Oh yes, a very warm and likeable film, Good Morning Babylon (as with several others by the Tavianis)
Det Hemmelighedsfulde X (aka Mysterious X) 1914 by Benjamin Christensen. An early masterpiece.
I agree wit POLARISDIB: many say that Melies’ “Le Voyage dans la Lune” is the first masterpiece in the history of cinema.
Fantômas -1913 – Louis Feuillade,
Jason,
You can see A Corner in Wheat on YouTube:
http://www.youtube.com/watch?v=PSF7p_DAAxw
It’s a short but it possesses many of the elements of style that Griffith later elaborated on in his best features.
Thanks Matt for the link.
Also, about a Voyage to the Moon. I don’t find anything poetic or cinematic about the filmmaking, nor is there anything really interesting about the narrative. I take it for what it is, an early movie, but I personally wouldn’t consider it a great film.
I agree with Jason.
Ah, a masterpiece, really absolute, before Broken Blossoms is Straight Shooting (1917), the first Ford we have and rarely seen. They found a surviving copy of it in a Czech cinematheque. Anybody has seen it?
Sunrise: A Song of Two Humans (1927) dir. Murnau… with Janet Gaynor… Oscar 1929 in unique and artistic production, best actress, best cinematography
The Wind (1928) dir. Victor Sjostrom …. with Lillian Gish, a western and a psychological film
For pioneering efforts, i do like the shorts of Alice Guy-Blaché, who started in 1896 but hasn’t had the attention or credit she deserves
Kenji, I didn’t know of the existence of Alice Guy. Really rare. I found something on the internet, let you know soon!
It was the first and the most greatest experimental film in the history.
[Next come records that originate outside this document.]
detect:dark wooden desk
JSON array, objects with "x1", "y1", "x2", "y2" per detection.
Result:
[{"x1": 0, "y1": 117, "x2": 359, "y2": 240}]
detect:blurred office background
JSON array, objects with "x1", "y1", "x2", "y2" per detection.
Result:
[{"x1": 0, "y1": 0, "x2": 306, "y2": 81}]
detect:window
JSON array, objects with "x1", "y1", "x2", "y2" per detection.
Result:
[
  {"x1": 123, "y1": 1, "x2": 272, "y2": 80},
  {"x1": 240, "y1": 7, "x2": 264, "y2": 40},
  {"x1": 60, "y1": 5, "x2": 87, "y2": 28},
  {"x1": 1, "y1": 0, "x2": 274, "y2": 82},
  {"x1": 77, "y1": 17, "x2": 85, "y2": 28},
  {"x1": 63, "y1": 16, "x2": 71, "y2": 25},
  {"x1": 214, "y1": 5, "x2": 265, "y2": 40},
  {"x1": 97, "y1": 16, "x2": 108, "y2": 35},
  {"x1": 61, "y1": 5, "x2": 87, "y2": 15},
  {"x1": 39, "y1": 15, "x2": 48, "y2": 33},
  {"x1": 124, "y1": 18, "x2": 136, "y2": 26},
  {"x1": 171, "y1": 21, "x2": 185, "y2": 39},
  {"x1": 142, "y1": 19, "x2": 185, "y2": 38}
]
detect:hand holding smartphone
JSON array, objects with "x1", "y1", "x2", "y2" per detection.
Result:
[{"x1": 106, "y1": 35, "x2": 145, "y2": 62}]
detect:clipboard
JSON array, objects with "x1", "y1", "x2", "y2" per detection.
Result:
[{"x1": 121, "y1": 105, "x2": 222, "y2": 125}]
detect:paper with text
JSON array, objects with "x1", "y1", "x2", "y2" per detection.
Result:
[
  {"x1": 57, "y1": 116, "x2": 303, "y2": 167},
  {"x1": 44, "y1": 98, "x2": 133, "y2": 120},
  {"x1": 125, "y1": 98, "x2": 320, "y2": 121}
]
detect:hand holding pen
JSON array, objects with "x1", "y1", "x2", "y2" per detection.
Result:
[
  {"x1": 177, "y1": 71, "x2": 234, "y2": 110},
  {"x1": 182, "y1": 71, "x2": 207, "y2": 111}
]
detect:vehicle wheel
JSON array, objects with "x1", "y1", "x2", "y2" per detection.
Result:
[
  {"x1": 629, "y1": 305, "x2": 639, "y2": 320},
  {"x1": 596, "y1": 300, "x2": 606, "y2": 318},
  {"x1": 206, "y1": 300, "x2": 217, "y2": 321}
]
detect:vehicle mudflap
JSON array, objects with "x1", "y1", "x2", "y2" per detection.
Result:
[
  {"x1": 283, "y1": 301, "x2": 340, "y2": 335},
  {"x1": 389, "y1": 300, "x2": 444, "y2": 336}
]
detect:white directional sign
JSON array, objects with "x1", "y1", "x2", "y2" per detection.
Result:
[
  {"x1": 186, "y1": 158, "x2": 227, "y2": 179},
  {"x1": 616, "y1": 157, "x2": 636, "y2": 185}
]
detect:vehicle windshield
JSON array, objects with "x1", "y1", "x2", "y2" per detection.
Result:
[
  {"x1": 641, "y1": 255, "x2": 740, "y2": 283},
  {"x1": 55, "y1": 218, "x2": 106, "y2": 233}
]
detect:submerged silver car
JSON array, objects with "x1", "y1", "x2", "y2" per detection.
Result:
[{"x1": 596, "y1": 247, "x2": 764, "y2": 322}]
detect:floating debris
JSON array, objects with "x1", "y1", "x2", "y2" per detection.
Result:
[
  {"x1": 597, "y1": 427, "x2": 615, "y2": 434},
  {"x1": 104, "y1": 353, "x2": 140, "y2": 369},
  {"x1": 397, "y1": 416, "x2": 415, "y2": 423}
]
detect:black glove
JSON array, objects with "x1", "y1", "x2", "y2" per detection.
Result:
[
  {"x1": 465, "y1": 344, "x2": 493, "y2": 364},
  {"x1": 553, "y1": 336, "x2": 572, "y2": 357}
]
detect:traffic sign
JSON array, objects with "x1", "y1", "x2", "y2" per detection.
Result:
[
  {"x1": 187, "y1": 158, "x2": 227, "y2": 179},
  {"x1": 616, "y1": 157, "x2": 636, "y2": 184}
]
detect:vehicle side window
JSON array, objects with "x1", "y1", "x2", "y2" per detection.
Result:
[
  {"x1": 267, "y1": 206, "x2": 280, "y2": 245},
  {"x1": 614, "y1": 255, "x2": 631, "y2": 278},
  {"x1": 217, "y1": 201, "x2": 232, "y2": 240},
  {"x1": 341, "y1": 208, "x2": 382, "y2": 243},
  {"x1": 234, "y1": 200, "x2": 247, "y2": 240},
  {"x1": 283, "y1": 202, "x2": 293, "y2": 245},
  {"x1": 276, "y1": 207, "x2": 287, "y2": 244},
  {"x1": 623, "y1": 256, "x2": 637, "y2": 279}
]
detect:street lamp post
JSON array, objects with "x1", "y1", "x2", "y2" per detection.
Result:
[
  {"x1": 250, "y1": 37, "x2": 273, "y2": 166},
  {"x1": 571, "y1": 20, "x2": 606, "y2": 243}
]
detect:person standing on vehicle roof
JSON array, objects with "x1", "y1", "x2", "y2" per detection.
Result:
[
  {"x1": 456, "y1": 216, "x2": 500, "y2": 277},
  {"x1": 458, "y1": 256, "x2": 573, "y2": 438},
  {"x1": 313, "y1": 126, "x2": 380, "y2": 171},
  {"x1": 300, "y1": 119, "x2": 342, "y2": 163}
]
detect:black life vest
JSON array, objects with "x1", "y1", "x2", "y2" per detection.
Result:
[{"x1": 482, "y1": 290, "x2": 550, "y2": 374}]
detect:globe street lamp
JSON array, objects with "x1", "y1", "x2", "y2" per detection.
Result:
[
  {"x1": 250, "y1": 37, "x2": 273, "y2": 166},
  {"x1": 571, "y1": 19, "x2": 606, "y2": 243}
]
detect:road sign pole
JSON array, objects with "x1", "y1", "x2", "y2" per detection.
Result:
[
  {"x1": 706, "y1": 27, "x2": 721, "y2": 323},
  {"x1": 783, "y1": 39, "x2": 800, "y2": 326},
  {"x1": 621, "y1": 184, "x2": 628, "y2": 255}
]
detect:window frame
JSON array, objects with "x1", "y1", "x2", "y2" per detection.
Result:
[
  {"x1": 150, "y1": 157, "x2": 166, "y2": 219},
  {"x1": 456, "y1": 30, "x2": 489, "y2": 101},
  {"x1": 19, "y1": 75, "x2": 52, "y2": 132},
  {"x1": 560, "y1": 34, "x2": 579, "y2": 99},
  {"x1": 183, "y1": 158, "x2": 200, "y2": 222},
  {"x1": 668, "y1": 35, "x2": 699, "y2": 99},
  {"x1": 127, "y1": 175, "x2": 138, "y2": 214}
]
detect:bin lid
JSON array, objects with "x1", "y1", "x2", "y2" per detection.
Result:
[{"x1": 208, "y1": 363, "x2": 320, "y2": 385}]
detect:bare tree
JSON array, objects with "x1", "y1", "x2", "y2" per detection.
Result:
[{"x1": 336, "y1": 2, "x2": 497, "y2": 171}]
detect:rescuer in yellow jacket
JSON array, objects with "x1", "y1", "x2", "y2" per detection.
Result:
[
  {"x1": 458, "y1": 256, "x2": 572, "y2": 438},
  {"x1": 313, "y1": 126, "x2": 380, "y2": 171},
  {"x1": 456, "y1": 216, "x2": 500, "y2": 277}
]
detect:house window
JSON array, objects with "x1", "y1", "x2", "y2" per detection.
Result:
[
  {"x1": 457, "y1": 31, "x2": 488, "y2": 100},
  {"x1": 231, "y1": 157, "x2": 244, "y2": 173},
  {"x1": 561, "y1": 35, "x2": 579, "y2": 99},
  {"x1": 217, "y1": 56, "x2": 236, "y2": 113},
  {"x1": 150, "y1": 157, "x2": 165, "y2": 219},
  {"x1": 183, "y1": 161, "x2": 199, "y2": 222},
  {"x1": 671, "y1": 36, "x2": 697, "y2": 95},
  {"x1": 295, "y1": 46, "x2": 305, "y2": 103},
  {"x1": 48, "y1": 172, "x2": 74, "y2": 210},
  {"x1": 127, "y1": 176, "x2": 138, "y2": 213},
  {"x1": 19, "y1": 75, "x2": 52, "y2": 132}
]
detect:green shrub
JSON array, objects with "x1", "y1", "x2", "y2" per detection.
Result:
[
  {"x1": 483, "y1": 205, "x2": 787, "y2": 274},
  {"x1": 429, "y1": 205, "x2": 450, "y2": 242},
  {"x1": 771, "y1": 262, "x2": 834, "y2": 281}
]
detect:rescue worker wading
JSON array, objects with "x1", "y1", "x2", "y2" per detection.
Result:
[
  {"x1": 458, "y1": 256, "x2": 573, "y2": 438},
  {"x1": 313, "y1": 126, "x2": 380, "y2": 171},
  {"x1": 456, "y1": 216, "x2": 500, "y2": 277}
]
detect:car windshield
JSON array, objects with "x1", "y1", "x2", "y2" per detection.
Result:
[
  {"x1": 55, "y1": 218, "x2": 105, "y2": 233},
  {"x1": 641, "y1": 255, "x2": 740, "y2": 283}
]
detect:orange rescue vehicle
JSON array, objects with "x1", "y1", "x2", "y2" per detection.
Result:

It must be in The Auteurs.
I’d not heard of Alice Guy-Blaché either, thanks for the recommendation!
First greats… I would agree that The Mysterious X (1914) is remarkable and very ahead of its time. Ditto Louis Feuillade’s film serials Fantômas (1913) and Les Vampires (1915). L’Inferno (1911), an Italian interpretation of Dante’s Inferno, is of note, but I’d recommend finding a copy without the completely incongruous Tangerine Dream score.
Even earlier, I’d recommend a lot of Georges Méliès’ films, particularly The Merry Frolics Of Satan (1906), The Impossible Voyage (1904), A Trip To The Moon (1902) and Bluebeard (1901). He ought to be represented better on this site, he was really ahead of the game and his influence is still palpable.
As for 19th century cinema, I’d like to bring up the name of Émile Reynaud, responsible for the first “proper” animations. As early as 1892, he was producing 15-minute-long hand-painted animations which for some reason were never appreciated at the time. A few years later, and other artists had built on his techniques – to far greater praise. Allegedly, he was so angry and disappointed that he threw his life’s work into the Seine… although a two-minute film is available on Youtube:
http://www.youtube.com/watch?v=A5MXcxaRXNc
stewart SFA Adams
The earliest film that can be defined as great, or modern, meaning it grasps cinema. My pick would probally be Battle Ship Potemkin.